[dm-devel] [RFC PATCH 00/20] dm-crypt: parallel processing

Tue Aug 21 09:08:15 UTC 2012

Hello,

I promised to Mikulas that I will post remaining of his dm-crypt parallel
processing patchset (plus some related changes) with some comments.

The problem:

The current implementation (using per cpu struct) always use encryption
on the same CPU which submitted IO.

With very fast storage (usually SSD or MD RAID0) one CPU core can
be limiting and the throughput of encrypted disk is worse in
comparison with underlying storage.

Idea here is to distribute encryption to other CPU cores/CPUs.

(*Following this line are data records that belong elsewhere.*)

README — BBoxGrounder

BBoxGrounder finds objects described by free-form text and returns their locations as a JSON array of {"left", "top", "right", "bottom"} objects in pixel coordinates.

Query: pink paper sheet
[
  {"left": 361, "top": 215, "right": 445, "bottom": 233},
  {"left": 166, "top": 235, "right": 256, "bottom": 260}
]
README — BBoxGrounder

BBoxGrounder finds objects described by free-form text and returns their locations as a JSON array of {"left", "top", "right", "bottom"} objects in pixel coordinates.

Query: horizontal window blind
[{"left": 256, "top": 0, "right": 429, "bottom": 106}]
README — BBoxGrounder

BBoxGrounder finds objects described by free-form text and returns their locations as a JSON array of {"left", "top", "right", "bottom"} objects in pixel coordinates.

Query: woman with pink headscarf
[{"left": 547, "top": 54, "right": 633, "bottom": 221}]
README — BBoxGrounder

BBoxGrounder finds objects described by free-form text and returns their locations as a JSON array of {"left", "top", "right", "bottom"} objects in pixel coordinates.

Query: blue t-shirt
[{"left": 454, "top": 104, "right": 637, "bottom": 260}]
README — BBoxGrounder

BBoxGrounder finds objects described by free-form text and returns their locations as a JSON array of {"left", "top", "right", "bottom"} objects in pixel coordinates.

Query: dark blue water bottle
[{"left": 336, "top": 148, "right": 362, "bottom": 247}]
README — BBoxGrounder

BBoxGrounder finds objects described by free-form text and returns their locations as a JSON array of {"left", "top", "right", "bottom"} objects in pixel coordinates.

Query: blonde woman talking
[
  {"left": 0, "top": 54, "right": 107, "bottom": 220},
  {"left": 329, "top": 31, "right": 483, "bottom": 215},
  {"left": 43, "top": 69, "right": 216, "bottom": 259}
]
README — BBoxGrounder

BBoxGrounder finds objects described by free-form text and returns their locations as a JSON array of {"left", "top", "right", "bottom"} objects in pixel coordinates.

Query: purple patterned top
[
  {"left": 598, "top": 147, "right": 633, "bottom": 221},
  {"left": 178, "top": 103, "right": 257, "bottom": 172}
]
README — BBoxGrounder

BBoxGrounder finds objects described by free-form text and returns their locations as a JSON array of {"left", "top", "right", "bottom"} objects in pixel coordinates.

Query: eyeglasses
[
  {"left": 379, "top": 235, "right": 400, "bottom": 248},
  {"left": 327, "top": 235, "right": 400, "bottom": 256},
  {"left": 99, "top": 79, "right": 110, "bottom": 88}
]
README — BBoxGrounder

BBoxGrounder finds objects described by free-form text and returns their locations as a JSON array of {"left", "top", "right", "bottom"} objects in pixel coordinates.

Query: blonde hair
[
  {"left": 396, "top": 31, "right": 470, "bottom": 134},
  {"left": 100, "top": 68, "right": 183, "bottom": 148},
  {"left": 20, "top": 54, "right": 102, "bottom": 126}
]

(Side effect of patches is nice clean up dmcrypt code. :)

Mikulas Patocka (20):
  dm-crypt: remove per-cpu structure
  dm-crypt: use unbound workqueue for request processing
  dm-crypt: remove completion restart
  dm-crypt: use encryption threads
  dm-crypt: Unify spinlock
  dm-crypt: Introduce an option that sets the number of threads.
  dm-crypt: don't use write queue
  dm-crypt: simplify io queue
  dm-crypt: unify io_queue and crypt_queue
  dm-crypt: don't allocate pages for a partial request.
  dm-crypt: avoid deadlock in mempools
  dm-crypt: simplify cc_pending
  dm-crypt merge convert_context and dm_crypt_io
  dm-crypt: move error handling to crypt_convert.
  dm-crypt: remove io_pending field
  dm-crypt: small changes
  dm-crypt: move temporary values to stack
  dm-crypt: offload writes to thread
  dm-crypt: retain write ordering
  dm-crypt: sort writes

 drivers/md/dm-crypt.c |  838 +++++++++++++++++++++++++++----------------------
 1 file changed, 464 insertions(+), 374 deletions(-)

My notes:

I extensively tested this (on top of 3.6.0-rc2) and while I like
simplification and the main logic (if we have enough power why
not use other CPUs) I see several problems here.

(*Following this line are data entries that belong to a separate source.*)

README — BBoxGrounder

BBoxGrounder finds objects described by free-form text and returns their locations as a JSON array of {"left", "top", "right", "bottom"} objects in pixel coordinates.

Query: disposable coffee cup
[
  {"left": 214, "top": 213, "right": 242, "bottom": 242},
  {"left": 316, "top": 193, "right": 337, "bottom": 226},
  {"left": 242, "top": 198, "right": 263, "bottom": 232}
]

1) The implementation is not much useful on modern CPUs with hw accelerated
AES (with AES-NI even one core can saturate very fast storage).
(Some optimized crypto behaves similar, like twofish optimized modules.)

2) The patchset targets linear access pattern mainly and one
process generating IOs. (With more processes/CPUs generating IOs
you get parallel processing even with current code.)

I can see significant improvement (~30%) for linear read
(if not using AES-NI) and if underlying storage is zero target
(ideal situation removing scheduler from the stack).

For random access pattern (and more IO producers) I cannot find
reliable improvement except ideal zero target case (where improvement
is always >30%). For more producers it doesn't help at all.
I tested RAID0 over SATA disks and very fast SSD on quad core cpu,
dmcrypt running with 1, 3 or 4 threads (and with cfq and noop scheduler)
using fio threaded test with 1 or 4 threads.

Notes to implementation:

1) Last two patches (19/20) provides sorting of IO requests, this
logically should be done in IO scheduler.

I don't think this should be in dmcrypt, if scheduler doesn't work
properly, it should be fixed or tuned for crypt access pattern.

2) Could be kernel workqueue used/fixed here instead? Basically all it needs
is to prefer submitting CPU, if it is busy just move work to another CPU.

3) It doesn't honour CPU hotplugging. Number of CPU is determined
in crypt constructor. If hotplugging is used for CPU power saving,
it will not work properly.

4) With debugging options on, everything is extremely slower
(Perhaps bug in some debug option, I just noticed this on Fedora
rawhide with all debug on.)

I posted it mainly because I think this should move forward,
whatever direction...

Milan